The 67-year-old woman had sky-high high-density lipoprotein (HDL), the form of cholesterol long seen as protective against heart disease, and yet her arteries were lined with plaque. Her paradoxical case has helped motivate a team of scientists to show how high HDL can sometimes be a signal not of heart health, but of the opposite: a cholesterol system unable to siphon the fatty particles from circulation.
In the last 10 years, HDL particles have confounded scientists. The normal role of these bundles of protein and fat is to ferry cholesterol from the rest of the body to the liver, which eliminates it from the body. More of something good should mean better health, and people who naturally have higher HDL levels are usually better off. But drugs that increase HDL cholesterol have flopped in clinical trials, and genes that help raise it don’t seem to track with less heart disease. “Nothing with HDL’s ever simple,” says Jay Heinecke, a biochemist at the University of Washington, Seattle, who has studied it for years.
In this week’s issue of Science, Daniel Rader, a geneticist and lipidologist at the University of Pennsylvania, and his colleagues suggest that the amount of HDL is less important than how efficiently it gets moved from arteries into the liver. Rader’s inspiration was a mouse model developed by Monty Krieger at the Massachusetts Institute of Technology in Cambridge about 20 years ago. The mouse’s developers had deleted a gene called SCARB1, resulting in animals with startlingly high HDL and, just as startlingly, severely clogged arteries. “Mice actually get heart attacks,” Heinecke says. That’s because the system for moving cholesterol out of the body is broken in these mice.

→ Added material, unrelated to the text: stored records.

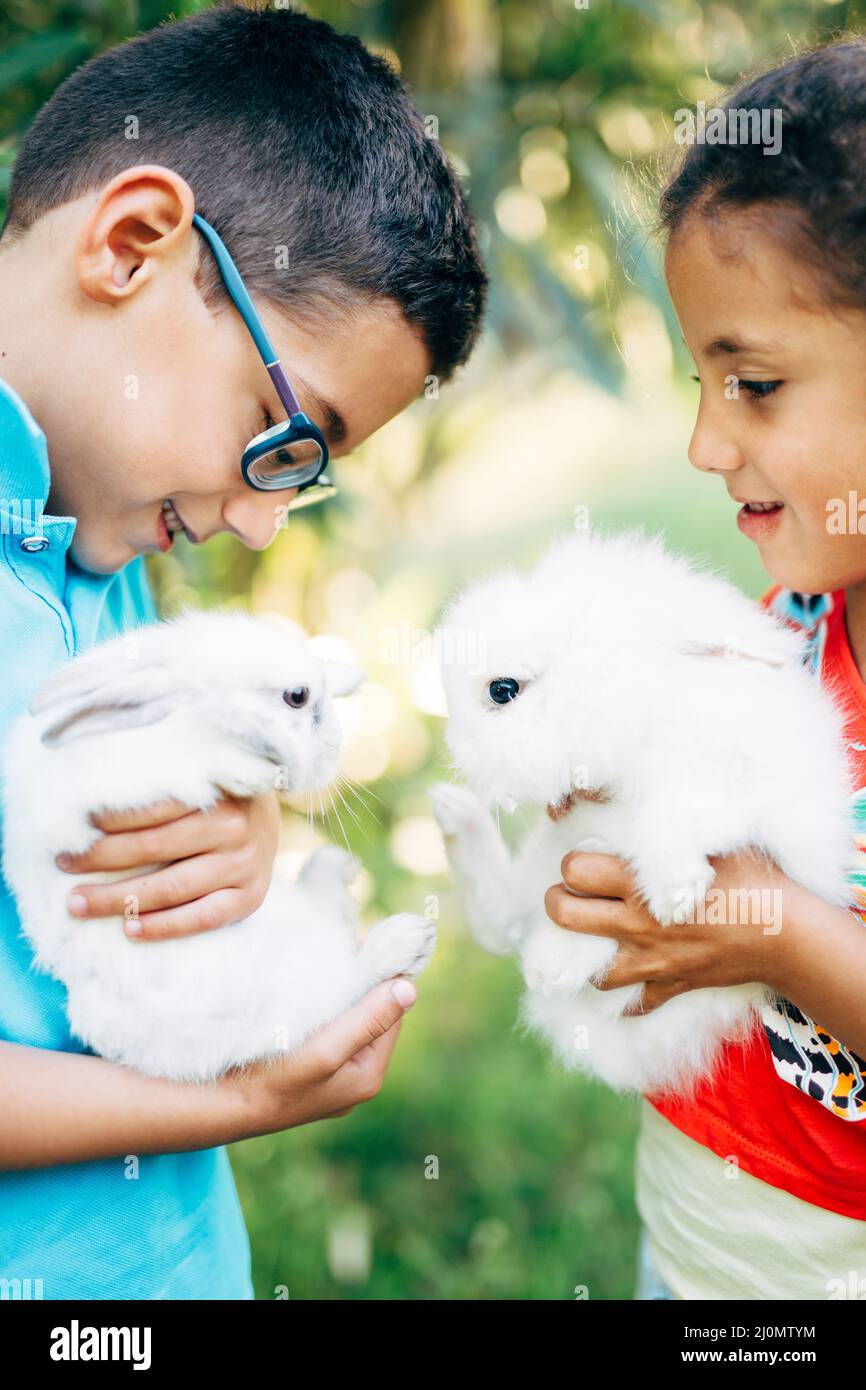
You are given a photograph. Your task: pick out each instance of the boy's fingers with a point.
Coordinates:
(138, 819)
(598, 916)
(170, 887)
(366, 1023)
(216, 909)
(189, 834)
(601, 876)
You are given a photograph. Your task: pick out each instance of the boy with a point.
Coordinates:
(120, 348)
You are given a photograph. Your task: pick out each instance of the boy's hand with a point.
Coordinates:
(339, 1066)
(218, 866)
(738, 938)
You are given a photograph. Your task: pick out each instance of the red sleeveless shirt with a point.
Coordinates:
(790, 1102)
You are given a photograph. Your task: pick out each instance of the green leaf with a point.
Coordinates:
(24, 61)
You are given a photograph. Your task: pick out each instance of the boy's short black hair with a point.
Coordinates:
(300, 148)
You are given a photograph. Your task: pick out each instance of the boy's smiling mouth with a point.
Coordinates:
(168, 524)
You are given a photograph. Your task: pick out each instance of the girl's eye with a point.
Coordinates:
(759, 389)
(503, 690)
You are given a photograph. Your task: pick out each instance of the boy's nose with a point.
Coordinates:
(255, 517)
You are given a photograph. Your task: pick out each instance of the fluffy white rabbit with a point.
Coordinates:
(662, 716)
(203, 705)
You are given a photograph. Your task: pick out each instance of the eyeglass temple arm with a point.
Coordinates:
(250, 317)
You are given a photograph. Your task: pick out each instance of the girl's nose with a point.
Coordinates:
(713, 445)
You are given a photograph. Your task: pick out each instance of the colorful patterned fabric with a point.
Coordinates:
(773, 1102)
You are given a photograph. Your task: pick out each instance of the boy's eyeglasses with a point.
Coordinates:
(288, 455)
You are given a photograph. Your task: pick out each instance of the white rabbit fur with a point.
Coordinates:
(666, 690)
(191, 709)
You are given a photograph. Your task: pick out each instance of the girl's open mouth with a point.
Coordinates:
(759, 519)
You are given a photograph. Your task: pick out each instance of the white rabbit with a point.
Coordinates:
(660, 716)
(203, 705)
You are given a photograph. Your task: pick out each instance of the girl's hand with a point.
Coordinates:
(218, 866)
(737, 938)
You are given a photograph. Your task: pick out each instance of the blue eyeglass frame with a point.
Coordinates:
(298, 427)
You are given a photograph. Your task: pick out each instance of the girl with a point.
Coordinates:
(755, 1186)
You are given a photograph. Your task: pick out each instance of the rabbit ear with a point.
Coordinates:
(84, 720)
(737, 649)
(342, 679)
(92, 697)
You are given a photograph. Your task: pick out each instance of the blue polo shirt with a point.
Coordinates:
(168, 1226)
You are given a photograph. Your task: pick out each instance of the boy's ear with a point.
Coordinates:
(141, 217)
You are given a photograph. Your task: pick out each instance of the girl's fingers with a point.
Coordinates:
(597, 916)
(601, 876)
(193, 833)
(170, 887)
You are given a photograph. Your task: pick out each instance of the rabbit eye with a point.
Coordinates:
(503, 690)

Normally, HDL particles gather cholesterol from immune cells that line the arteries, and then deposit their load in the liver so that the cycle can begin again. The protein made by the SCARB1 gene, known as SR-B1, helps make that deposit happen. Mice without SR-B1 have HDL particles swollen with cholesterol, which struggle to draw more of it away from the arterial wall.
Rader wondered whether the same thing might be happening in some people. He and his colleagues began by sequencing genes in 852 people with very high HDL and more than 1000 controls. They found one person—the 67-year-old woman—who had no functioning copies of the SCARB1 gene and had more plaque on her arteries than an average woman her age. Her HDL was 152 mg/dl, well above the average of about 62 mg/dl among women in her age group. Eighteen others had just one functional copy of SCARB1 instead of the usual two, and most of them also had high HDL. Detailed studies of nine people with SCARB1 mutations, including the woman, suggested that as in the mice, their abundant HDL failed to transport cholesterol effectively through the body.
Rader then reached out to colleagues who had collected DNA on hundreds of thousands of people for studies of lipids and heart disease. Among them, he found another 284 people who had only one functioning copy of SCARB1. (No one else was like that first woman, with both copies missing.) Most of these people also had higher than average HDL. These people were also about 80% more likely than controls to have coronary artery disease—about the same increase in risk seen with traditional risk factors like diabetes and hypertension.
“This is a key indication of what people have suspected from animal studies,” says Alan Tall, an HDL researcher at Columbia University. It appears that HDL is higher “because the flux is blocked,” not because HDL is excelling at keeping cholesterol out of the arteries.
Still, because Rader could find so few people without fully functioning SCARB-1, and because the potential effects of the mutations on heart health appeared fairly modest, the link between faulty HDL transport and cardiac troubles is still tenuous, he and others say. And HDL’s behavior in a petri dish doesn’t necessarily reflect what it’s doing inside the body, suggests Jan Albert Kuivenhoven, who studies the genetics of lipid metabolism at the University Medical Center Groningen in the Netherlands. “We have no good ways to do the tests with HDL that can really tell what’s happening” in a person, Kuivenhoven says.
HDL remains extraordinarily complex, Rader and Kuivenhoven say. It’s possible that HDL-raising drugs failed in clinical trials because of the type of HDL the drugs produced—doctors detected more large HDL particles than expected. Overall, however, there’s little question that high HDL still tracks with a healthier heart for most people—except, Rader says, when it doesn’t.
Ultimately, he says, we’d like to be able to say, “Your HDL is high because X, and that’s good thing,” and in someone else, “Your HDL is high because of Y, and that’s a bad thing.” Now, he and others want to nail down exactly what those factors might be—and, potentially, how to head them off.